An aborted French revolution

Is it possible for the revolution to ultimately fail and have the monarchy suvive in France yet still have Louis XVI and Marie Antoinette both be executed . If so who would be the most likely successor to the throne? Would it have possibly transformed the monarchy into a constitutional one (sort of meeting half way with the revolutionaries) or would it still stay as an absolute monarchy trying to crack down on the treasoners? Also how would it have failed, perhaps if some foreign power had been let in to help deal with the revolutionaries?

I don't really know much about the period so it would be interesting to see what people think. Thanks in advance.
 
Is it possible for the revolution to ultimately fail and have the monarchy suvive in France yet still have Louis XVI and Marie Antoinette both be executed . If so who would be the most likely successor to the throne? Would it have possibly transformed the monarchy into a constitutional one (sort of meeting half way with the revolutionaries) or would it still stay as an absolute monarchy trying to crack down on the treasoners? Also how would it have failed, perhaps if some foreign power had been let in to help deal with the revolutionaries?
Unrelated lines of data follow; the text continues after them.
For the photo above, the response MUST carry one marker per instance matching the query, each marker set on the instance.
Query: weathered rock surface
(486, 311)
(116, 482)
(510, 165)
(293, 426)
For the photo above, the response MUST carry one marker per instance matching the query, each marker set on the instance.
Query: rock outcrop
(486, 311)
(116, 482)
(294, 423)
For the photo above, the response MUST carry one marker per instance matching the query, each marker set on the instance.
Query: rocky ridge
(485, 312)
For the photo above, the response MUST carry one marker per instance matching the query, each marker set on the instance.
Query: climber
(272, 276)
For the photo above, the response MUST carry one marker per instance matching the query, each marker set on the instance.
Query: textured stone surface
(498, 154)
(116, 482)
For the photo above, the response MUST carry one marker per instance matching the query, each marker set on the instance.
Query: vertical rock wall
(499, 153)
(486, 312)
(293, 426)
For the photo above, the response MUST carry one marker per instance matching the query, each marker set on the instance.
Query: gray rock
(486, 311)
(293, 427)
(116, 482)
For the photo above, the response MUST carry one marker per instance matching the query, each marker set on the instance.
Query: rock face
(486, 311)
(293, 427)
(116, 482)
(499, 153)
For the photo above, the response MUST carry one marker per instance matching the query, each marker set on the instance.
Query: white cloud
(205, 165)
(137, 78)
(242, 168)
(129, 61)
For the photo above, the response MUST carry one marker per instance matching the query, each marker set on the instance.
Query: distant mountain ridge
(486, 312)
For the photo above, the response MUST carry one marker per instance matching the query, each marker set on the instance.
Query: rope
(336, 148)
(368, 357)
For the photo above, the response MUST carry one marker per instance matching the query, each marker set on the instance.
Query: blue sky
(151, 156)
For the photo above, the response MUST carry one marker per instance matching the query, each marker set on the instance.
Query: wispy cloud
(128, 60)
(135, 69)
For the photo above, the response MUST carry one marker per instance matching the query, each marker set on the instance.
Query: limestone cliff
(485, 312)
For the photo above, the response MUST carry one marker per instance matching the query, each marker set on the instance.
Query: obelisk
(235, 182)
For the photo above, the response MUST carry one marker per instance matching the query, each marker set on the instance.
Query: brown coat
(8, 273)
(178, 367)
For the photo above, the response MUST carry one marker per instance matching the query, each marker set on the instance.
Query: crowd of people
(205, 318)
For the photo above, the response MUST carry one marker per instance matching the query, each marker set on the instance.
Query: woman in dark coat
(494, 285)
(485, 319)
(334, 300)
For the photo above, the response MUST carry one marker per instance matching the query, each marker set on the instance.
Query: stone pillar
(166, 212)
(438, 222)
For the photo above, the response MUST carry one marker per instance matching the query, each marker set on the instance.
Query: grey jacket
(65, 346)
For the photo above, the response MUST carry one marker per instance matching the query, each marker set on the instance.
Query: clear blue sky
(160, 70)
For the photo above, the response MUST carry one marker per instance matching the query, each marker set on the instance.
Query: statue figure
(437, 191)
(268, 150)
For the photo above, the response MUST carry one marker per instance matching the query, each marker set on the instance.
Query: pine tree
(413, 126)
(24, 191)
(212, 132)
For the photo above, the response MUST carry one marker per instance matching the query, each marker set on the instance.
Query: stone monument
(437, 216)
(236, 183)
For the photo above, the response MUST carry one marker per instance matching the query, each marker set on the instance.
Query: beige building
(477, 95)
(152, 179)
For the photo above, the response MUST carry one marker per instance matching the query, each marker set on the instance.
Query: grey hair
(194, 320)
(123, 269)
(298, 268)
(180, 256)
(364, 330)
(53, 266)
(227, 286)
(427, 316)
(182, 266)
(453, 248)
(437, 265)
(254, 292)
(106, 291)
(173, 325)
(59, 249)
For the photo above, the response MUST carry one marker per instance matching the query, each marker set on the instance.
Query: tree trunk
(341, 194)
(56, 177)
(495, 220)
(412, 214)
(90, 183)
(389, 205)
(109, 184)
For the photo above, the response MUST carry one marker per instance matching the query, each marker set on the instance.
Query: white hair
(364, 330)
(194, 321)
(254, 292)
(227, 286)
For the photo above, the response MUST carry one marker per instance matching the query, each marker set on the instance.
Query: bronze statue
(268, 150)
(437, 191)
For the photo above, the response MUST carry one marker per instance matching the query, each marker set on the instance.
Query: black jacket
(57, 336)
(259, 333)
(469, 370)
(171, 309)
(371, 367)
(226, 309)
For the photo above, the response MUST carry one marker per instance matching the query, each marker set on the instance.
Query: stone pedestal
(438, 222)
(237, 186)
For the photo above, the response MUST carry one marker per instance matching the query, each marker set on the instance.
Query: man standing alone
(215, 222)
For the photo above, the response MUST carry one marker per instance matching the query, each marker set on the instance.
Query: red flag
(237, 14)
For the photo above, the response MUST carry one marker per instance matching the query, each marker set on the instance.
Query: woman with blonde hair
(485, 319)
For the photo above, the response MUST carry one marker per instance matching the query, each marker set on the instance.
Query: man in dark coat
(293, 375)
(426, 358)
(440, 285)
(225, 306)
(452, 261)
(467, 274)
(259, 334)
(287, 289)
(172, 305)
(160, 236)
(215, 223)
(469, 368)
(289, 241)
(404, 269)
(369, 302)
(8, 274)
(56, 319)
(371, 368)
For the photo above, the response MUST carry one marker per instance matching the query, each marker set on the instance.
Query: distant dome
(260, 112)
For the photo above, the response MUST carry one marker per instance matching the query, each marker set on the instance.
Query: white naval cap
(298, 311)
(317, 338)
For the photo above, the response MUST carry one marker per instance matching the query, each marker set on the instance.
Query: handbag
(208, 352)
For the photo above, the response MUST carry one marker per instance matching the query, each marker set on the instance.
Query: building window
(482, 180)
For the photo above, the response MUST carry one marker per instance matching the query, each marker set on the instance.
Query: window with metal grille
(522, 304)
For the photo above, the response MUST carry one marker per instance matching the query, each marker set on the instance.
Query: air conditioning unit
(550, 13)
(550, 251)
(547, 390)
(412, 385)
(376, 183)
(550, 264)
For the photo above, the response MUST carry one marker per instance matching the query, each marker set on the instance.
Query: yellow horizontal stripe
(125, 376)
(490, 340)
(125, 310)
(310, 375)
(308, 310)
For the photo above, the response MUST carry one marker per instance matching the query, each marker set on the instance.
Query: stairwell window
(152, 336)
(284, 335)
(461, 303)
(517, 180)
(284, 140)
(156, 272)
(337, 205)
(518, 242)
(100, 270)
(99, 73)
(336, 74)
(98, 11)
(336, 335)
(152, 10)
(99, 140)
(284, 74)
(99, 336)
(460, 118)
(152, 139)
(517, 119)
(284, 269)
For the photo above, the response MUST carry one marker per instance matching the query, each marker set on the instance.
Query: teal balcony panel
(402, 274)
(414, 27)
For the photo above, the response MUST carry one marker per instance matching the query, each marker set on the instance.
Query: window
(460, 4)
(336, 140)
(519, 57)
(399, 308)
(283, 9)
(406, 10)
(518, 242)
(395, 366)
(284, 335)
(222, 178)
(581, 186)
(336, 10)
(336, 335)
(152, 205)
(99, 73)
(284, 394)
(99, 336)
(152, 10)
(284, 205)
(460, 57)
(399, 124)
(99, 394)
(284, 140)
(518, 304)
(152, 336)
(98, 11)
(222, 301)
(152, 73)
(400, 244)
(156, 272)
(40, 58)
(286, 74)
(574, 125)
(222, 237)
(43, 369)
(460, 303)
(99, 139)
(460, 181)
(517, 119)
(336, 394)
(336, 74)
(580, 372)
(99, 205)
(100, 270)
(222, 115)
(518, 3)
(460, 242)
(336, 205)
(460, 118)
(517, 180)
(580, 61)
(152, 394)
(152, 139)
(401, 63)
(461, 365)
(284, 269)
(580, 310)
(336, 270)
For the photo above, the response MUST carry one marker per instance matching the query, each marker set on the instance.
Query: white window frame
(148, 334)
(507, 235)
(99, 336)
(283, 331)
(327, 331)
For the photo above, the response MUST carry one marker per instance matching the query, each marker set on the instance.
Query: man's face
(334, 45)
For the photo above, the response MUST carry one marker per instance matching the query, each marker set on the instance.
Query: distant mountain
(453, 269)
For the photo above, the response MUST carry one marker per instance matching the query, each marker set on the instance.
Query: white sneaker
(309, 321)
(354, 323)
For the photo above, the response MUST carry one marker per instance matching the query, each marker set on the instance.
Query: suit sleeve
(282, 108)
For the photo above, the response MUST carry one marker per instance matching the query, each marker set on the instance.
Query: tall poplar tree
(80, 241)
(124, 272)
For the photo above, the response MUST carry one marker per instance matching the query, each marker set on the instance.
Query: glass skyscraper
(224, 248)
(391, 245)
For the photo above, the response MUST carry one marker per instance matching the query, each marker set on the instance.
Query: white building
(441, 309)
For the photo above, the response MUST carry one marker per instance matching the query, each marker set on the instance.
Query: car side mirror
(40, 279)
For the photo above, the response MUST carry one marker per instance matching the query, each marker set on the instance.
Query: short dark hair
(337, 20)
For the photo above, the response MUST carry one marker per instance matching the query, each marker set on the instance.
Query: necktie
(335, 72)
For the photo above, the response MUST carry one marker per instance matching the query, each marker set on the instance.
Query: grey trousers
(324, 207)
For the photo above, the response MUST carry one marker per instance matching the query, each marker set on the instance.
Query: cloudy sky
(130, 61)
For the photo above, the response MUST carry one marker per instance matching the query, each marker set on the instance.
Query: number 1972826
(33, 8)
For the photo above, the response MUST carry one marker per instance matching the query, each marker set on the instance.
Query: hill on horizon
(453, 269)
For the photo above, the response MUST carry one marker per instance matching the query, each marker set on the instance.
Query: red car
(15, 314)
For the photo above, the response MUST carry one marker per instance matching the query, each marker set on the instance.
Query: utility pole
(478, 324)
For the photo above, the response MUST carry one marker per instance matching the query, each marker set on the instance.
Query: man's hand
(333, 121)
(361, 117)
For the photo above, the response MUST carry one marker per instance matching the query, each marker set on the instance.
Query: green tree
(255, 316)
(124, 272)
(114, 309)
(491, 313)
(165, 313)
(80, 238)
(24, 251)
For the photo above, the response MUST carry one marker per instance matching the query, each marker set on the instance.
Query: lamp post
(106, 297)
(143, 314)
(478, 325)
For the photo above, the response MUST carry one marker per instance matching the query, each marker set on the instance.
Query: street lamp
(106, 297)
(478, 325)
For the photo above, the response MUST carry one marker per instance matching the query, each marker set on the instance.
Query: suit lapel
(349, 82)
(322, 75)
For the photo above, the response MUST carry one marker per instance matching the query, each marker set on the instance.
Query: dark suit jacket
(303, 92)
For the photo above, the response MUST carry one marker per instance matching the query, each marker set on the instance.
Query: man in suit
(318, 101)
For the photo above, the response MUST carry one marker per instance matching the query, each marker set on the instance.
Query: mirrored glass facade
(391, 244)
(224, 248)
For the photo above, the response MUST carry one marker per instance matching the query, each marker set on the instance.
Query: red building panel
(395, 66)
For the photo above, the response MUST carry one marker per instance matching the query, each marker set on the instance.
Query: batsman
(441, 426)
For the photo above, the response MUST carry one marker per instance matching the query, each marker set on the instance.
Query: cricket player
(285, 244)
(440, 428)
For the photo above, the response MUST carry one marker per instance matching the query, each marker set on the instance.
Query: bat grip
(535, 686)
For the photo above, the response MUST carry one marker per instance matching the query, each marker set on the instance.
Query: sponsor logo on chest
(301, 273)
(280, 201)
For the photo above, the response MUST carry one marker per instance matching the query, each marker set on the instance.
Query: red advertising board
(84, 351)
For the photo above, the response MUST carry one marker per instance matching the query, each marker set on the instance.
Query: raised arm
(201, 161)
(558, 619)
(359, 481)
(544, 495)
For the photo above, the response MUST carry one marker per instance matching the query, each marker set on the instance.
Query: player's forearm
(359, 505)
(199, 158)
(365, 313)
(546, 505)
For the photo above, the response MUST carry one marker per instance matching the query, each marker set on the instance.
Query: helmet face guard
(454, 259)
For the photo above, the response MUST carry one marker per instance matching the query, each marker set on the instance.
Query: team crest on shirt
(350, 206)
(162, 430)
I don't really know much about the period so it would be interesting to see what people think. Thanks in advance.

Well a constitutional monarchy with Louis XVI DID happen in our timeline, before the revolution got out of control again after a few scares caused him to leave the country. Alternately Philippe Egalite could become a constitutional monarch.

If you have an earlier POD where Louis XVI was smarter, he could have co-opted the revolution under his leadership against the nobility, and become an "Enlightened" absolute monarch, similar to what happened in Prussia.
 
After the executions of Louis (XVI) and Marie Antoinette Capet and the end of the Reign of Terror, their son Louis-Charles Capet is put into the custody of General Marie-Joseph Motier Lafayette (who in TTL has not been captured by the Austrians) and lives in his household, where he is treated well and thus not only survives, but is ingrained with the ideals of the moderate revolutionaries as well. Later he attends both the civil and military branches of the École polytechnique in Paris.

In the april 1797 elections the moderate royalists gain a majority and are able to avert the coup d'état of the republican directors and Generals Hoche and Bonaparte with the help of Lafayette. It is agreed that Louis-Charles shall become King of the French at the age of 18 and that General Lafayette will act as regent until that time. He forms a triumvirate of Consuls with the moderately royalist directors Carnot and Francois Barthélemy with himself as First Consul.

Upon coming of age, Louis-Charles is sworn in as King of the French before a joint Session of the the Assemblée Nationale and the Senate in 1803. To demonstrate that he is not simply succeeding his father and that an entirely new era has begun he chooses the regal name of Louis-Carles 1er instead of Louis XVII. Upon his accession the title of Consul for life is created for Lafayette, who later resigns and becomes president of the Senate instead.